A fraudes não apenas desviaram recursos públicos, mas também comprometeram a execução de projetos de infraestrutura cruciais para o desenvolvimento social e econômico. Obras paralisadas ou canceladas, desde estradas e ferrovias até hospitais e escolas, deixaram um legado de serviços não entregues à população e de recursos desperdiçados. A interrupção abrupta de grandes projetos, muitos deles manchados pela corrupção, gerou um efeito cascata, afetando pequenas e médias empresas fornecedoras, prestadores de serviço e comunidades locais que dependiam economicamente dessas obras. A crise social se manifestou não apenas na perda de renda e emprego, mas também na deterioração da infraestrutura e na frustração das expectativas de melhoria na qualidade de vida, um custo social elevado derivado diretamente das práticas de corrupção e da forma como a operação de combate a ela foi conduzida.

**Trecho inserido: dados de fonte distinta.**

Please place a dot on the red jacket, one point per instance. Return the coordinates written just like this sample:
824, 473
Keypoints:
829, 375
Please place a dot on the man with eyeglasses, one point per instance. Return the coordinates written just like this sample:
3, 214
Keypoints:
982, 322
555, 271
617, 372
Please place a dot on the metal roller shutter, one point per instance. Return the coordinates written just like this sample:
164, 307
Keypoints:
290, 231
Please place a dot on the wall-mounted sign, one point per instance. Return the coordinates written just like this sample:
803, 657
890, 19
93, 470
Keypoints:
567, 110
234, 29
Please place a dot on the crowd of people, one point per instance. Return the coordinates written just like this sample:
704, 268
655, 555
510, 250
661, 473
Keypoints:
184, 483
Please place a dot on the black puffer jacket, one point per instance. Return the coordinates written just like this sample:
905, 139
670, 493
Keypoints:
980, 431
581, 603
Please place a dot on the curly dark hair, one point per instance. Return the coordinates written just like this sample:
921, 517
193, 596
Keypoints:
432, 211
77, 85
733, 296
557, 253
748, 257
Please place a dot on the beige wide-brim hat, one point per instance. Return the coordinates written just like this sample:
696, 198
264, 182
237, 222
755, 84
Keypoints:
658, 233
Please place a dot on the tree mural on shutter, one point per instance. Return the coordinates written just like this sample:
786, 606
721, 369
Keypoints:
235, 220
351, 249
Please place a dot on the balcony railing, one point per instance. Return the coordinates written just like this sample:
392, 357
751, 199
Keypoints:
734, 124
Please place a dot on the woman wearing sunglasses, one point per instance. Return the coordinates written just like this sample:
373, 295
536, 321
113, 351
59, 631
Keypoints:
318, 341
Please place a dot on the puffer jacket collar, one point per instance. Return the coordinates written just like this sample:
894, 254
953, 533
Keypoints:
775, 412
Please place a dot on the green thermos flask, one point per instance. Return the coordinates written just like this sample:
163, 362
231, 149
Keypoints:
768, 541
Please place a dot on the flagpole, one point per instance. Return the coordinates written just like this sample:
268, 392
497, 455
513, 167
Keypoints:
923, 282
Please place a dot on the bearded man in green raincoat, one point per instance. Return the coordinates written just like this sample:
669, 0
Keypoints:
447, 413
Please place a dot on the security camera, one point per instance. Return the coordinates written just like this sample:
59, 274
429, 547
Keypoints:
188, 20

Sobrevivência e reestruturação: o caminho das empreiteiras pós-Operação Lava Jato

Dez anos após o início da Lava Jato, as grandes empreiteiras brasileiras envolvidas nos esquemas de corrupção trilham caminhos distintos, mas marcados por profundas reestruturações, processos de recuperação judicial e uma busca por reerguer sua reputação e seus negócios. A Odebrecht, talvez o nome mais emblemático da operação, passou por uma drástica transformação. Após entrar com o maior pedido de recuperação judicial da história do Brasil em 2019, com dívidas que beiravam os R$ 100 bilhões, o grupo mudou seu nome para Novonor, numa tentativa de se desvincular do passado manchado pelo escândalo que se envolveu. Recentemente, em maio de 2025, seu braço de engenharia e construção, que havia sido renomeado para OEC, anunciou a retomada do nome Odebrecht Engenharia & Construção, sinalizando uma nova fase após a homologação de seu plano de recuperação e uma substancial redução de sua dívida bilionária, conforme noticiado pelo jornal O Estado de S. Paulo. A empresa busca retomar contratos, inclusive públicos, e destaca projetos atuais no Brasil e no exterior.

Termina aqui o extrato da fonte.